Dallas Morning News - Obama Says 'We Can't Wait' in Return to Texas
On a day when Barack Obama appealed to thousands of Texas supporters to add momentum to his surging campaign, the Illinois senator received boosts from two influential superdelegates.
State Rep. Senfronia Thompson of Houston defected from Sen. Hillary Rodham Clinton's presidential campaign Wednesday and joined a growing list of superdelegates to endorse Obama for president.
"I'm honored to have earned the support of Representative Thompson and am pleased that she'll play an important role in advancing our grassroots movement for change in Houston and across Texas," Obama said in a statement. "Throughout her three decades in the Legislature, she's been a tireless advocate for working families and when I'm president we'll work together to put the American dream within reach of every child in Texas and across our country."
Thompson, one of the longest serving Democrats in the state House, is one of the party insiders who, as a superdelegate, help choose the Democratic nominee at the national convention this summer in Denver. In recent weeks, more than two dozen superdelegates have climbed aboard Obama's campaign.
Her defection was the second loss of the day for Clinton. Civil rights leader and Atlanta congressman John Lewis, a Democratic congressman from Atlanta, is the most prominent black leader to defect from Clinton's campaign in the face of recent near-unanimous black support for Obama.
"Now we have been seeing unbelievable turnout everywhere," Obama told a crowd of about 8,000 cheering supporters at Texas State University. "We have early voting here and I want everybody who is here to vote tomorrow or the next day."
Obama spoke at a park at Texas State University, 30 miles southwest of Austin. The crowd lined the banks of a river running through the college town and waited hours in increasingly chilly temperatures to see the Illinois senator.
Obama is making another multi-day swing through Texas, a state that, along with Ohio, could further vault his surging campaign and perhaps sink that of Clinton. The high-stakes states, along with Vermont and Rhode Island, hold primary contests on Tuesday.
Clinton has lost 11 straight contests to Obama.
"This is our time and if you will stand with me and you will hope for me then we will not just win Texas, we will win the nomination, we will win the general election and you and I together, we will change this country and we will change the world," Obama said.
Obama touched on health care and the cost of education, two topics that got a loud response from the largely college-aged crowd.
Part of Obama's platform would let young people up to age 25 continue coverage through their parents' plans.
"I am confident in my ability to lead this country in a new direction," Obama said. "But I have to tell you, Texas State, I can't do it by myself."
In Texas, interest in the race for the presidential nomination appears at an all-time high.
Before Obama began his town hall-style rally in the Dallas suburb of Duncanville earlier Wednesday, Secretary of State Phil Wilson predicted as many as 3.3 million Texans could vote in the presidential primary, which would eclipse the record 2.7 million set in 1988.
Arriving at Duncanville High School, where he was greeted by about 2,000 supporters, Obama appealed to the Texas audience by outlining plans to further boost the state's wind energy production, already tops in the nation, and discussing immigration policy.
Early arriving supporters waited for hours in a line that eventually snaked around the high school.
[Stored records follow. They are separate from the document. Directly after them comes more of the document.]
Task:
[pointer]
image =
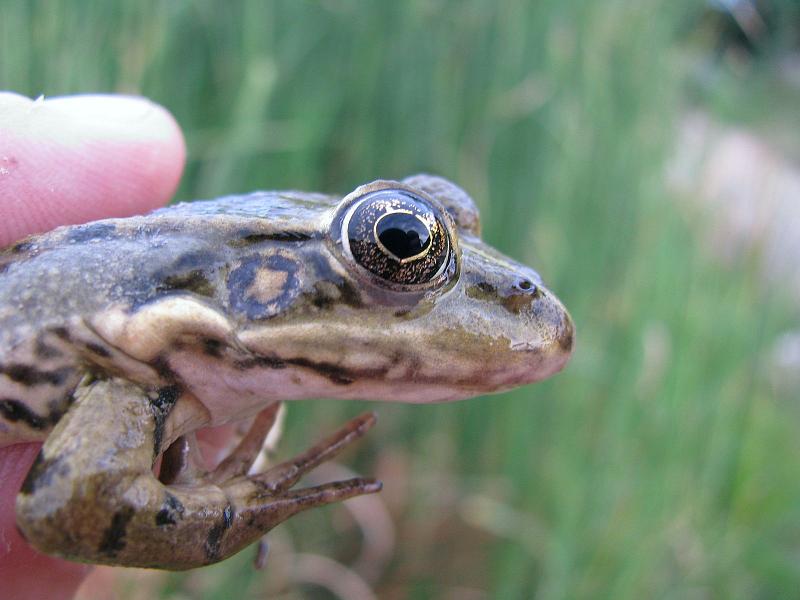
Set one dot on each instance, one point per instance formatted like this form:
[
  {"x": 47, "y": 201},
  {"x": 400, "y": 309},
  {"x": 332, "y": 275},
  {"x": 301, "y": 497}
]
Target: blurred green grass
[{"x": 662, "y": 463}]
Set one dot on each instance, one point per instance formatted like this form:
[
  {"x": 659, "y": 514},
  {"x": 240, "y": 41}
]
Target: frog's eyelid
[{"x": 399, "y": 199}]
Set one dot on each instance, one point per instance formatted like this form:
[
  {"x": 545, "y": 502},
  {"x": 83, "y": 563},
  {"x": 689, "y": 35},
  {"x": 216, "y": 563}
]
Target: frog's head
[{"x": 402, "y": 300}]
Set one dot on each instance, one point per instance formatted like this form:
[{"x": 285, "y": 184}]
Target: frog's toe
[
  {"x": 241, "y": 459},
  {"x": 285, "y": 475}
]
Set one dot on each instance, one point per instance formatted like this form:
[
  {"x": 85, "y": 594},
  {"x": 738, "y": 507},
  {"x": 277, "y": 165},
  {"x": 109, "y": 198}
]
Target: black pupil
[{"x": 403, "y": 234}]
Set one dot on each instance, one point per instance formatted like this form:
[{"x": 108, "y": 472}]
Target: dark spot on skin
[
  {"x": 114, "y": 537},
  {"x": 249, "y": 239},
  {"x": 61, "y": 332},
  {"x": 482, "y": 291},
  {"x": 515, "y": 301},
  {"x": 161, "y": 406},
  {"x": 174, "y": 461},
  {"x": 242, "y": 278},
  {"x": 21, "y": 247},
  {"x": 30, "y": 376},
  {"x": 214, "y": 540},
  {"x": 171, "y": 511},
  {"x": 212, "y": 347},
  {"x": 44, "y": 351},
  {"x": 42, "y": 473},
  {"x": 269, "y": 362},
  {"x": 193, "y": 281},
  {"x": 92, "y": 231},
  {"x": 161, "y": 366},
  {"x": 335, "y": 373},
  {"x": 98, "y": 349},
  {"x": 14, "y": 411}
]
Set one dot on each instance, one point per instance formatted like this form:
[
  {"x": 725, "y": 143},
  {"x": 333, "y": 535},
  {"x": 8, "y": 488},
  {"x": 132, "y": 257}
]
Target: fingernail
[{"x": 102, "y": 108}]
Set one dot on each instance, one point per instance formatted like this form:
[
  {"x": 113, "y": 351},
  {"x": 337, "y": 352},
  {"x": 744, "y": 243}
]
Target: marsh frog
[{"x": 121, "y": 338}]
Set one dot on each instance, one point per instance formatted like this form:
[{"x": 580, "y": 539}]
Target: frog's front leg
[{"x": 92, "y": 495}]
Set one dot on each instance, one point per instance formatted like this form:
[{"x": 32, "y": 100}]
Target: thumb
[{"x": 78, "y": 158}]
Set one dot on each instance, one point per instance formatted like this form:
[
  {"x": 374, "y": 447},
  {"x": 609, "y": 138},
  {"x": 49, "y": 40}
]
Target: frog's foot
[
  {"x": 241, "y": 459},
  {"x": 92, "y": 496}
]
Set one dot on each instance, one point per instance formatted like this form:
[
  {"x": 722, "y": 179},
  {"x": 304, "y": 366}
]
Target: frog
[{"x": 122, "y": 338}]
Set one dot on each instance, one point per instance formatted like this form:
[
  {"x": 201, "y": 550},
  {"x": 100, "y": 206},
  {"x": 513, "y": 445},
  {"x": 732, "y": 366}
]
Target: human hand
[{"x": 65, "y": 161}]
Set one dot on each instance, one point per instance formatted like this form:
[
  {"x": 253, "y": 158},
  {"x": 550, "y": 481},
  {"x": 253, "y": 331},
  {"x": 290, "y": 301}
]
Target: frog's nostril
[{"x": 526, "y": 285}]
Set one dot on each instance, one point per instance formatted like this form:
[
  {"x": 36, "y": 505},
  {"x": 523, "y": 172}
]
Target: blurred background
[{"x": 643, "y": 156}]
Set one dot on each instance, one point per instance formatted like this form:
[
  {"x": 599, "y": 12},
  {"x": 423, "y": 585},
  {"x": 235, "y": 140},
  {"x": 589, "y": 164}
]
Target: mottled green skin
[{"x": 205, "y": 313}]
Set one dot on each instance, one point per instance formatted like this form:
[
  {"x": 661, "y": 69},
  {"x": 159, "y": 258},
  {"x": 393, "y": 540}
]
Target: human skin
[{"x": 65, "y": 161}]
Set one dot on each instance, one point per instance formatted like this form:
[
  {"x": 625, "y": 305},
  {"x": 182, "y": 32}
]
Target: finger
[
  {"x": 79, "y": 158},
  {"x": 24, "y": 573}
]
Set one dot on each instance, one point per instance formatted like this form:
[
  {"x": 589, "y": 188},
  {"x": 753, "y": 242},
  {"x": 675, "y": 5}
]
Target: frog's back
[{"x": 52, "y": 287}]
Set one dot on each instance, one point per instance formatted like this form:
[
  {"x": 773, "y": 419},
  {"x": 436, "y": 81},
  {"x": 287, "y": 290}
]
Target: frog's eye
[{"x": 397, "y": 236}]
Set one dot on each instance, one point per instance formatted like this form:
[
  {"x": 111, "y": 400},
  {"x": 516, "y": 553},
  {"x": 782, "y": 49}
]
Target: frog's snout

Obama's pledge to place less emphasis on high-stakes testing drew loud cheers in a state where the exams have been lambasted by parents and educators.
"We look at the child in the barrios in South Texas, we say 'That child, their parents are immigrants, we don't care about that child,'" Obama said. "Or we look at some child in some poor district in East Texas, and we say that's not our problem. Well, let me tell you something, every child is our problem."
Obama arrived in the working-class town of about 36,000 as Sen. John McCain, the presumptive Republican nominee, and former President Bill Clinton campaigned elsewhere in the state.
Obama was to campaign in Austin, Beaumont and Fort Worth on Thursday while Clinton planned to campaign in Ohio before traveling to Houston. Both planned events in San Antonio on Friday.
Obama addressed the largely black crowd hours after getting the endorsement of prominent civil rights leader John Lewis, who had been one of Clinton's most well-known minority supporters.
Early voting runs through Friday and voters can return to their precincts Tuesday to caucus. Texas has a hybrid system part primary, part caucus that awards 228 delegates in all.